Primo, dalla parte degli stessi enunciati di cui la ragione si serve: infatti, come nota il Filosofo [ Periherm. 2,14 ], all'enunciato: « Il bene è bene » si contrappone l'altro: « Il bene non è bene ».

Secondo, rispetto al procedimento della ragione: poiché al sillogismo dialettico, o a quello dimostrativo, si oppone quello sofistico.

Ed è per questo che mediante un ragionamento falso si può distruggere l'abito dell'opinione vera, oppure della scienza.

E il Filosofo può affermare, come si è già visto [ s.c. ], che « l'errore corrompe la scienza ».

Ora, ci sono delle virtù che sono intellettuali e che risiedono nella ragione stessa, come insegna Aristotele [ Ethic. 6, cc. 1,2; cf. 1,13 ]: la loro condizione è identica a quella della scienza e dell'opinione.

- Altre invece sono nella parte appetitiva dell'anima, e sono le virtù morali; e lo stesso si dica dei vizi contrari corrispettivi.

Ora, gli abiti della parte appetitiva sono causati dal fatto che la ragione muove la parte appetitiva.

Perciò gli abiti delle virtù e dei vizi possono essere distrutti dal giudizio della ragione che muove in direzione contraria, o per ignoranza, o per passione, oppure per una deliberazione.

Analisi delle obiezioni:

1. L'abito, come afferma Aristotele [ Ethic. 7,10 ], ha una somiglianza con la natura, ma è al disotto di essa.

Come quindi la natura di una cosa in nessun modo si separa da essa, così l'abito se ne separa con obiezioni.

2. Sebbene le specie intelligibili non abbiano contrari, tuttavia i contrari possono trovarsi negli enunciati e nel procedimento della ragione, come si è spiegato [ nel corpo ].

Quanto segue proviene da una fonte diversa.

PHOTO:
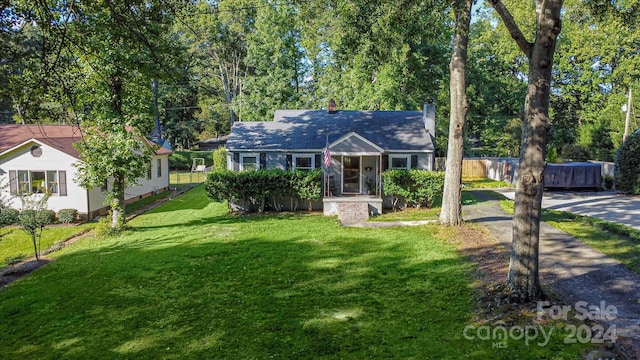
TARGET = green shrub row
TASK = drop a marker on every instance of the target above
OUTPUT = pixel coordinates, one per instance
(627, 165)
(258, 190)
(413, 187)
(183, 160)
(10, 216)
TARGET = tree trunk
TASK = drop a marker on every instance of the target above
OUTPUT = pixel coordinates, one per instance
(451, 213)
(118, 216)
(523, 279)
(35, 247)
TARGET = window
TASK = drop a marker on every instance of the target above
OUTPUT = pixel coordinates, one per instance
(399, 162)
(38, 182)
(249, 162)
(303, 162)
(52, 182)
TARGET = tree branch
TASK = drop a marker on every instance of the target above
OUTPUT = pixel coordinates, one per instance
(512, 27)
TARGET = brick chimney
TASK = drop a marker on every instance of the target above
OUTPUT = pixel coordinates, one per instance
(429, 117)
(332, 107)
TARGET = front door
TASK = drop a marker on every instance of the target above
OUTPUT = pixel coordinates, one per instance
(350, 175)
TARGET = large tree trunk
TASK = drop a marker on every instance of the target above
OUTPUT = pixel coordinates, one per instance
(118, 216)
(451, 213)
(523, 279)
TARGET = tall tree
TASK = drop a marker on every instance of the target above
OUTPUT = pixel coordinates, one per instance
(215, 34)
(118, 48)
(451, 213)
(523, 278)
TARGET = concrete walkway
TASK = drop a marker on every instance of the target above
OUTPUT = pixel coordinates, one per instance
(574, 271)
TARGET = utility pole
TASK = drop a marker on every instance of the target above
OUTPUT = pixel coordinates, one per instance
(627, 118)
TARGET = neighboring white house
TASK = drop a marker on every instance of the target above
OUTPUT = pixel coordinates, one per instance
(40, 158)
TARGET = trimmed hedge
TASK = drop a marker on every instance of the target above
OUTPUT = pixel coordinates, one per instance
(183, 160)
(9, 216)
(255, 190)
(412, 187)
(627, 169)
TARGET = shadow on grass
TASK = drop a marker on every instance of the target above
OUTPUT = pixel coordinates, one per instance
(255, 297)
(221, 286)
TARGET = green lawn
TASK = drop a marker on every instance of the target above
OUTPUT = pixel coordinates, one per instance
(485, 183)
(16, 245)
(191, 281)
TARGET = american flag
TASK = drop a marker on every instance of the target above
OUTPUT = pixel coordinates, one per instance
(327, 155)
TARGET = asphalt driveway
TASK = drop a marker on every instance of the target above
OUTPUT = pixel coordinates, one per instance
(610, 206)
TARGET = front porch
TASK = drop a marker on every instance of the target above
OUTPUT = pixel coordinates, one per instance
(352, 208)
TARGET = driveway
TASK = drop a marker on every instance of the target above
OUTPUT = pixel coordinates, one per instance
(610, 206)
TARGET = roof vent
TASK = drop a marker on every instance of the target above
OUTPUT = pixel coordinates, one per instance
(332, 107)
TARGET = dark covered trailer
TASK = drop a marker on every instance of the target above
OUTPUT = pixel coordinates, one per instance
(574, 175)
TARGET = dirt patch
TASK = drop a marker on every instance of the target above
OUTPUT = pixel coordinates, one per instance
(16, 271)
(493, 304)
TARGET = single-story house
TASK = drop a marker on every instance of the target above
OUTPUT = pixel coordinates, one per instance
(361, 145)
(40, 158)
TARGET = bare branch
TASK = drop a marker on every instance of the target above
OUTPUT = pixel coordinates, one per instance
(512, 27)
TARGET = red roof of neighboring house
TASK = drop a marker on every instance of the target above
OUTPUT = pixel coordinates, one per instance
(60, 137)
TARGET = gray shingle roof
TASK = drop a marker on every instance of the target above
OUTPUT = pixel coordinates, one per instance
(307, 130)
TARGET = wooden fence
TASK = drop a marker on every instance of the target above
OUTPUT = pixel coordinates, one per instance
(472, 168)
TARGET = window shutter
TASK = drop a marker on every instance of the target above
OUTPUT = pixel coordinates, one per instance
(13, 182)
(236, 161)
(62, 180)
(263, 160)
(414, 161)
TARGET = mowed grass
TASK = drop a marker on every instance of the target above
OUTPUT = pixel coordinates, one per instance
(191, 281)
(17, 245)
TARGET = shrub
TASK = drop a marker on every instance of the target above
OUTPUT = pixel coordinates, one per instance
(48, 215)
(9, 216)
(254, 190)
(67, 216)
(627, 165)
(413, 187)
(607, 182)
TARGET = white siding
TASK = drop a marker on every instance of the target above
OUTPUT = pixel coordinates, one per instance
(77, 197)
(51, 159)
(155, 183)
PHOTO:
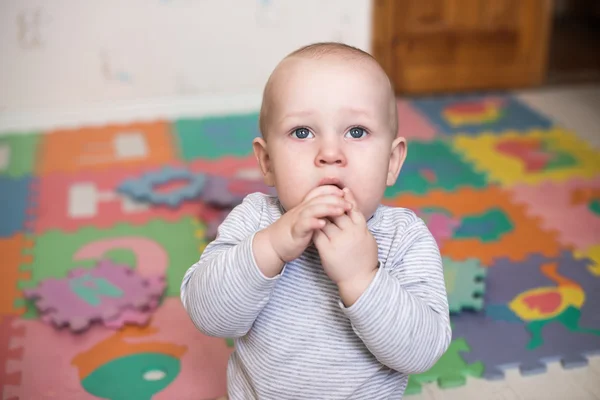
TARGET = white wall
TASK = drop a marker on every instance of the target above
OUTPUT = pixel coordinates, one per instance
(62, 60)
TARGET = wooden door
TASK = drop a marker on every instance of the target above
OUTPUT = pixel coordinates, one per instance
(458, 45)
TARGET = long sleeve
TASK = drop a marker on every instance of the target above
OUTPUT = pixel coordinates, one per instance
(402, 317)
(225, 291)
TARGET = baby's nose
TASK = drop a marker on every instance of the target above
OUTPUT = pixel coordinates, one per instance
(331, 156)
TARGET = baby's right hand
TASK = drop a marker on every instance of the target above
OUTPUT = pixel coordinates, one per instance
(293, 232)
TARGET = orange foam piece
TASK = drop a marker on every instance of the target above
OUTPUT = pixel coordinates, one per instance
(526, 238)
(11, 249)
(100, 147)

3. Dal moto del corpo la scienza non viene distrutta nella radice stessa del suo abito, ma soltanto viene impedita nei suoi atti: poiché l'intelletto nel suo esercizio ha bisogno delle potenze sensitive, che vengono ostacolate dalle trasmutazioni organiche.

Ma l'abito di una scienza può essere distrutto anche nella sua radice da un moto intellettivo della ragione.

E allo stesso modo può essere distrutto l'abito delle virtù.

- Tuttavia quando si dice che « le virtù sono più persistenti delle conoscenze », ciò va inteso non in rapporto al soggetto o alla causa, ma in rapporto all'operazione: infatti l'esercizio delle virtù è continuo per tutto il corso della vita, mentre non lo è l'uso del sapere.